それでは今、使っていない方のオシレーター、Osc_triを使ってこれを試してみます。

操作手順:
(1)Osc_triのAV出力→CvampのAV入力→CvampのCV出力→AmpのCv入力
の順でケーブルを繋ぎます。

(2)Osc_triのノブを少しだけ回して、低い周波数にセットします。

(3)Cvampのノブを回して、音量の上げ下げの効き具合を調整します。

オシレーターの信号は、周期的に上がったり下がったりする信号です。そこで、この上がったり下がったりを、アンプの音量を制御するのに使うことで、アンプの音量を周期的に上げたり下げたりするようにできます。
信号を音(Audio)ではなく、値を制御(Controll)する信号として他のモジュールに渡すには、CVの入出力端子を使います。(kawaii synthでは、口が白いやつです)

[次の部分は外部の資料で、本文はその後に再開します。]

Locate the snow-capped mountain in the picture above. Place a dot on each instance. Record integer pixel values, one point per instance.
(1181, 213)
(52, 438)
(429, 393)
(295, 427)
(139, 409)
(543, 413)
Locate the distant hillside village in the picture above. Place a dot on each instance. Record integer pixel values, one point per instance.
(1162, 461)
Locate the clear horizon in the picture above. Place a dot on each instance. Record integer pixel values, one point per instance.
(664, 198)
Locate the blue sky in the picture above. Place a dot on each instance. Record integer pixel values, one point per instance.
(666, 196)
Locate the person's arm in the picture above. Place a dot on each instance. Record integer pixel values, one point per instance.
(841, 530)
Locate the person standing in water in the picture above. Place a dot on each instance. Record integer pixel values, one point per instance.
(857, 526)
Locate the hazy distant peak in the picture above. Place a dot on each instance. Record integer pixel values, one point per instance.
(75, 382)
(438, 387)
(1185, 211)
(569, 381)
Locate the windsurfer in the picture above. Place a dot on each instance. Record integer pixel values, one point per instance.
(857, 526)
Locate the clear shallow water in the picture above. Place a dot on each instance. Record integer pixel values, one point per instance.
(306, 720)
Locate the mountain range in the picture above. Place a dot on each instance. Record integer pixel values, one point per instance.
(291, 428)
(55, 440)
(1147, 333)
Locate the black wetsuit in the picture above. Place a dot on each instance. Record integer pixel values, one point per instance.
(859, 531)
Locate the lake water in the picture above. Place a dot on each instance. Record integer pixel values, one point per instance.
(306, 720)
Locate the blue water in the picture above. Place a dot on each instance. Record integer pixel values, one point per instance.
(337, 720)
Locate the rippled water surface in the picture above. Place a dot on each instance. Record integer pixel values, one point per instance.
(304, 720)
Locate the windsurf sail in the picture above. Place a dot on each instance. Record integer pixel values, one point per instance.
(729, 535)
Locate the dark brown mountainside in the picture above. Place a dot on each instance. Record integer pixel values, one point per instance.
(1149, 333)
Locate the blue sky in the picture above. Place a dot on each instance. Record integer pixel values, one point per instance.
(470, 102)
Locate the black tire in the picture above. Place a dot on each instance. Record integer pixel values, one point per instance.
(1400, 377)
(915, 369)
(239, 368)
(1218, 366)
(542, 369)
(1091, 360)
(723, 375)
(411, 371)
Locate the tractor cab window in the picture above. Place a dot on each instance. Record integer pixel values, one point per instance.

音量の上がったり下がったりする速度は、手順(2)でOsc_tri(アンプの音量制御に使っているオシレーター)の周波数を変えることによって変更することができます。
オシレーターの周波数というのは、1秒間の間に信号の波が往復する回数のことだからです。
ここでCvampOsc_triの信号を増幅/減衰しているので、Cvampの音量を変えることによって、どれくらいアンプの音が上がったり下がったりするか、の程度を変更することができます。

これと同じ原理で、
Osc_triのAV出力→CvampのAV入力→CvampのCV出力→Osc_sqrのCv入力
のように繋げば、今度は音量ではなくOsc_sqrの周波数、つまり音程が周期的に揺れることで、ヴィブラートの効果を生むことができます。
他のモジュールにも応用すれば、フィルターのかかり具合や、ディレイの長さなどもCVで制御することが可能です。

シーケンサーを使う


音の高さや音量などのノブの値を、予め保存しておいて、規定のタイミングで適用できると、メロディーを作る際などにも便利です。
こういう場合にシーケンサーが使えます。
シーケンサーには、メーカーやものによって変わりますが、平均で8個〜16個のノブが付いていて、それぞれのノブを予め任意の高さにセットしておくことができます。
kawaii synthは簡単なシンセなので、シーケンサーで使えるノブは4個になっています。

操作手順:
(1)Osc_sqrのAV出力→Output
を繋ぎます。

(2)PulseのGATE出力→SequencerのGATE入力→SequencerのCV出力→Osc_sqrのCV入力
を繋ぎます。

(3)Sequencerの4個のノブをそれぞれ任意の値にセットします

(4)Pulseのノブを回して、Sequencerのステップが進むタイミングを調整します

こうすることで、まずはSequencerの1番最初のノブの値がOsc_sqrの周波数を制御します。次に、一定の周期でSequencerが次のノブの値に進み、Osc_sqrの周波数が今度は2番目のノブの値で制御されます。
つまり、Sequencerの4個のノブを、1番目:めいっぱい回す、2番目:ちょっとだけ回す、3番目:めいっぱい回す、4番目:ちょっとだけ回す。
とした場合、Osc_sqrの音は一定の時間で高い音、低い音、高い音、低い音、と繰り返すことになります。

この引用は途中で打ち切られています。